1988 foi o ano em que o Bayer Leverkusen venceu o primeiro e único troféu internacional. Nesse mesmo aglomerado de 366 dias, Céline Dion ganhou a Eurovisão a carregar a bandeira da Suíça. Em 2024, os helvéticos quebraram a seca de conquistas no certame musical. Teriam os farmacêuticos a mesma sorte noutro tipo de palcos? A superstição começou no banco de suplentes e nunca chegou a entrar.
Ademola Lookman atacou um espaço da grande área onde não se esperava que o cruzamento de Zappacosta pudesse chegar. Apenas devido às abordagens ineficazes, quer dos atacantes, quer dos defesas, que tentaram ter uma intervenção perante aquele serviço é que o internacional nigeriano conseguiu marcar o primeiro golo para a Atalanta. Exequiel Palacios (de cristal) quebrou perante o movimento relâmpago do extremo.
Matej Kovár, o guarda-redes checo de 24 anos habituado ao descanso na Bundesliga para gastar os seus honrosos esforços na Liga Europa e nas taças, teve pouca colaboração da linha defensiva que, mediante o posicionamento do bloco dos campeões alemães, contava ou não com Grimaldo. O Bayer Leverkusen não arriscou tudo quanto podia no rendilhar da posse de bola junto da sua área. Kovár, a mirar o jogo de um posto ligeiramente mais adiantado do que os jogadores de campo, posicionamento normal na equipa de Xabi Alonso, achava que estava a fazer um grande favor ao bater a bola diretamente na frente para um ataque desprovido de uma referência. Não correu bem.
A atitude enérgica da Atalanta demonstrava lealdade para com a missão de fazer com que os principais artistas do Bayer Leverkusen jogassem o maior tempo possível de costas. Foi uma estratégia, alicerçada em marcações individuais, que trouxe sucesso. No caso do lance do segundo golo, a carambola que resultou da disputa aérea entre três espadaúdos centrais e três avançados de tamanho XS acabou nos pés de Lookman. Os farmacêuticos, incapazes de adaptarem o posicionamento ofensivo em que estavam nos milésimos de segundo seguintes a perderem a bola, estavam mais descompostos do que alguém a sair do banho. O contrarrelogista nigeriano deu uso à liberdade para se expressar com mais um golo.

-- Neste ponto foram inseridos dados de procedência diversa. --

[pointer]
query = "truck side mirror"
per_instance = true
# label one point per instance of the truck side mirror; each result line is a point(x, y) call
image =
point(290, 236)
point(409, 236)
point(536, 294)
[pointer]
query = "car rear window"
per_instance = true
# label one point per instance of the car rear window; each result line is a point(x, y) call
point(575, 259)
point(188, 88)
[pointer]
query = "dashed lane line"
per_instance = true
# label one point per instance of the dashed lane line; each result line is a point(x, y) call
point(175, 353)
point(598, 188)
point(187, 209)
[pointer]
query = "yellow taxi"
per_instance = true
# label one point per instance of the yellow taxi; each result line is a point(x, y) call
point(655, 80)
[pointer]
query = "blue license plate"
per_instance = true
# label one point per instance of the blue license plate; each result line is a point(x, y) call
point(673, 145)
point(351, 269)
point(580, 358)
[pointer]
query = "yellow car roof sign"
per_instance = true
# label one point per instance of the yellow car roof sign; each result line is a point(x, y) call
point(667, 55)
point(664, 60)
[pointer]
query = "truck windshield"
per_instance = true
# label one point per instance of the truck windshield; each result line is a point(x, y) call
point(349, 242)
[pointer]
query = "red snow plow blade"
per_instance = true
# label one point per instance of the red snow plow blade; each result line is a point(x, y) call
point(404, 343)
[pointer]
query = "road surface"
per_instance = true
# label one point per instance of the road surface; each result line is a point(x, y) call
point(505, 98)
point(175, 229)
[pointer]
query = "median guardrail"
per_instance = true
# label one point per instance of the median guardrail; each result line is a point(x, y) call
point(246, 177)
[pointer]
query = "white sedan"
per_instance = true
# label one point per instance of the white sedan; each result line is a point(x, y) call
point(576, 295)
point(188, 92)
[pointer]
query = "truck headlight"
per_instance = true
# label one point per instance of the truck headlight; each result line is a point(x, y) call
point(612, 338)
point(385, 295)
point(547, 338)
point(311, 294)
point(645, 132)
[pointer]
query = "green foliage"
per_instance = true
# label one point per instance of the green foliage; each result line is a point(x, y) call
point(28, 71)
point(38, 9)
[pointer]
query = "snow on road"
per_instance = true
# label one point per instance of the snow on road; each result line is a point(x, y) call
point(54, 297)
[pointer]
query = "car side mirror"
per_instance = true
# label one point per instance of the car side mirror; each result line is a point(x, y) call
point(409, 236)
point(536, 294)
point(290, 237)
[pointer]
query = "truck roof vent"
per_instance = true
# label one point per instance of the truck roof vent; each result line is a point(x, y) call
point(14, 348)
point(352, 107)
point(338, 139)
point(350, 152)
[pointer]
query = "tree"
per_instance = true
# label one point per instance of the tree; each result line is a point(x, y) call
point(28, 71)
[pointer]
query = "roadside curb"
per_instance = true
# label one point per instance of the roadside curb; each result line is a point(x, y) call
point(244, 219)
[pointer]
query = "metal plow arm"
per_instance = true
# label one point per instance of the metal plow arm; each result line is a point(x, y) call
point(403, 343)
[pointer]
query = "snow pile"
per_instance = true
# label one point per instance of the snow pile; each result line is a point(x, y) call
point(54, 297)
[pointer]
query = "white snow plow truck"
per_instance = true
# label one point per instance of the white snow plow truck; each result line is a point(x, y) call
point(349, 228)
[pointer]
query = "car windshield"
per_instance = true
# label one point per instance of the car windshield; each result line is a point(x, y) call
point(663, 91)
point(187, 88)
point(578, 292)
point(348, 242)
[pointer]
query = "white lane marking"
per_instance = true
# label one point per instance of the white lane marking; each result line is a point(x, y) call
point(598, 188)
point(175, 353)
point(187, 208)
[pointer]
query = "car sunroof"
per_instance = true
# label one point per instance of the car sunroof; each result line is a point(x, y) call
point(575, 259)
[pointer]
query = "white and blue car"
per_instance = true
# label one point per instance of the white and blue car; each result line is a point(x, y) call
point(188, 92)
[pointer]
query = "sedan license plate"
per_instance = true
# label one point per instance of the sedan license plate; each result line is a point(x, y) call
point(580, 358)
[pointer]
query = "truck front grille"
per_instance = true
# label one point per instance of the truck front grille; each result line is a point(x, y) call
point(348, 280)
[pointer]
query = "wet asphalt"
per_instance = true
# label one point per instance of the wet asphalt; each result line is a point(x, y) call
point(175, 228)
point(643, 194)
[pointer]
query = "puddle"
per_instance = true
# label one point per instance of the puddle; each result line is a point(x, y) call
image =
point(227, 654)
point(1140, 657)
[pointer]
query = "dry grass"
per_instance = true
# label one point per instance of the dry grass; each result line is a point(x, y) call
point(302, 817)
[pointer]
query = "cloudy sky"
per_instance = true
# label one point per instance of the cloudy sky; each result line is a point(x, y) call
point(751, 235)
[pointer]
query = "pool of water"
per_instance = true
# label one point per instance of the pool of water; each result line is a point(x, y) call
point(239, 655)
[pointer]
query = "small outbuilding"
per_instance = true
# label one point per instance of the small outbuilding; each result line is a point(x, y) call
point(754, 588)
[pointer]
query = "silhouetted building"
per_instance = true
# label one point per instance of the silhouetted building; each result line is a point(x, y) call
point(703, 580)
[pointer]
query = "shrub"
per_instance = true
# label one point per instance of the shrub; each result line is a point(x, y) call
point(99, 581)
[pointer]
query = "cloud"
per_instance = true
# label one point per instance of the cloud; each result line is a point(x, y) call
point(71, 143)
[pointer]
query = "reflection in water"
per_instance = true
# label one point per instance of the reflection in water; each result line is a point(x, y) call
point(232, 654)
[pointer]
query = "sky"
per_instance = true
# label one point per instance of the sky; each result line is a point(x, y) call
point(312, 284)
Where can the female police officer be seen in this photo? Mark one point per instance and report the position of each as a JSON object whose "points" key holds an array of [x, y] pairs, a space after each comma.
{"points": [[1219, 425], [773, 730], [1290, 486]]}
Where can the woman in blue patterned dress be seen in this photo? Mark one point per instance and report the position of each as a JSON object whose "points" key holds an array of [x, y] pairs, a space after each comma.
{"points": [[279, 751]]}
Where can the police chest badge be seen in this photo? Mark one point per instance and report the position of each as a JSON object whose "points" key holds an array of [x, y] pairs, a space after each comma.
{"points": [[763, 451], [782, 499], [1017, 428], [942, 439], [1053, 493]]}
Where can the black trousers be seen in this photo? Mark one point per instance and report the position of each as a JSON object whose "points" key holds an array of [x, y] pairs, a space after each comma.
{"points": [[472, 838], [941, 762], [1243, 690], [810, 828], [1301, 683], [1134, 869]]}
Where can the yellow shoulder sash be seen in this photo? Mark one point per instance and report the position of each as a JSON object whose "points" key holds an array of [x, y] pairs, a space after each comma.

“Cá vamos nós de novo...”, terão pensado os jogadores do Bayer Leverkusen que, na meia-final, contra a Roma, outra equipa italiana, estiveram a perder por 2-0 e acabaram por empatar aos 90+7’. Não vale a pena subestimar o coração de um campeão. Não foi desprovido de sobressaltos o percurso da equipa de Xabi Alonso que chegou à final da Liga Europa como campeão alemão, com a possibilidade de vencer a Taça da Alemanha e com uma sequência histórica de 51 jogos sem perder. Foram necessários 17 golos depois dos 90’ para toda essa obra ser construída.
Em Dublin, no estádio que em 2010/11 viu uma final da Liga Europa 100% portuguesa entre FC Porto e SC Braga, a Atalanta teve que lidar com um rosto mais ofensivo do Bayer Leverkusen na segunda parte. Xabi Alonso, de 42 anos, retirou Stanisic, recuou Frimpong e lançou Boniface, a tal referência ofensiva da qual a equipa estava desfalcada. O plano de resgate dos farmacêuticos foi ativado e o emblema de Bérgamo, em estreia numa final europeia depois de ter eliminado o Liverpool, passou a ter um papel secundário no encontro.
Grimaldo deu lugar a Hlozek antes de ter tido relevância maior no encontro. Gian Piero Gasperini, de 66 anos, também ia fazendo as suas mexidas, mas foi o mesmo de sempre que chegou ao hat-trick. A Atalanta, a única equipa que venceu esta época em Alvalade num dos quatro jogos que realizou com o Sporting nesta competição, arranjou uma forma de voltar a criar perigo. Perdendo a capacidade para pressionar e ser acutilante a partir dessa situação, os italianos apostaram em transições ofensivas de pé pesado no acelerador.
Igualmente confortável nesse cenário, Ademola Lookman deu solução de passe a um Scamacca cercado de gente inconsciente de que podiam existir outros caminhos para a baliza e fez o 3-0 suficiente para o Bayer Leverkusen ser impedido de acreditar que podia, no período de compensação, alterar a tendência do resultado.
A Atalanta conquistou o primeiro troféu internacional e fez questão de contradizer a lógica de que uma vitória da Suíça na Eurovisão correspondia a uma vitória do Bayer Leverkusen. Tal como em “Titanic”, filme que tem a voz de Céline Dion como banda sonora da tragédia, a história de amor terminou mal.